Filesystem-mode work like this:

  • Check if repository is cloned
  • If no, clone the repository to the filesystem
  • If yes, skip clone
  • Read devcontainer/Dockerfile from filesystem

In that last step, the devcontainer or Dockerfile may be old or locally modified. It depends on what the user has done.

Repo-mode differs from filesystem-mode in that it will always clone the repo (to a temporary location) and use the devcontainer/Dockerfile from there. This way the resulting container is always in-sync with the repo.

For now, we can keep this simple and always clone the repo. This feature should be implemented as a package that can be used by both envbuilder and a future envbuilder Terraform provider.

In the future, we can improve performance by only reading the relevant files from the repo.

Activity

mtojek

mtojek commented on Jun 6, 2024

@mtojek
Member

@mafredri We're having trouble researching the idea, so I will put this on hold until we have a good understanding.

Envbuilder supports the git clone repo with go-git today, also tags/branches are supported. Could you please elaborate more what is the ideal solution you had in mind?

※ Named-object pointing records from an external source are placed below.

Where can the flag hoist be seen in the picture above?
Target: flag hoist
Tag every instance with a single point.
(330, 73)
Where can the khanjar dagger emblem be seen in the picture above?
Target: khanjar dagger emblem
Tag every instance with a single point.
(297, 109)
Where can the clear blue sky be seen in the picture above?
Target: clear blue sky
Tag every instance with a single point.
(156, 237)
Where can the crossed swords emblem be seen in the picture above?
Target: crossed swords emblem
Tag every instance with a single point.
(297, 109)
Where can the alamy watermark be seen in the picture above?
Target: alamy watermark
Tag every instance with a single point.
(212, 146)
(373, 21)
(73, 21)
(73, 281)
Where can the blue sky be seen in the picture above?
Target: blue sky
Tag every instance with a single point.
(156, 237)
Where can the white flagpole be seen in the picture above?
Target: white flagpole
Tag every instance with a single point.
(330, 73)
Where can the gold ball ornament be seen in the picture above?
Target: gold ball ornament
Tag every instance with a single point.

Also, what kind of problem will this issue address? monorepo & sparse checkout?

bpmct

bpmct commented on Jun 6, 2024

@bpmct
Member

Just read the RFC again. Will the filesystem mode have the same level of caching, just via a different architecture or is repo mode more performant in some scenarios?

johnstcn

johnstcn commented on Jun 12, 2024

@johnstcn
Member

Will the filesystem mode have the same level of caching

As I understand, it entirely depends on whether the layers are present in the build cache.

is repo mode more performant in some scenarios?

The way it's described here, repo mode will always clone from the remote. Therefore it may take slightly longer depending on the size of the repo to be cloned. The future performance improvement (only reading the relevant files directly from the repo).

bpmct

bpmct commented on Jun 13, 2024

@bpmct
Member

Understood 👍🏼

I feel like I'd personally use local mode so I can iterate on a devcontainer without having to commit and set a branch parameter

mafredri

mafredri commented on Jun 17, 2024

@mafredri
MemberAuthor

Envbuilder supports the git clone repo with go-git today, also tags/branches are supported. Could you please elaborate more what is the ideal solution you had in mind?

@mtojek what you describe here is "filesystem"-mode. The repo is cloned onto a persistent volume, and on next start the local files are used to run envbuidler. The repo isn't cloned or updated. This is the current behavior.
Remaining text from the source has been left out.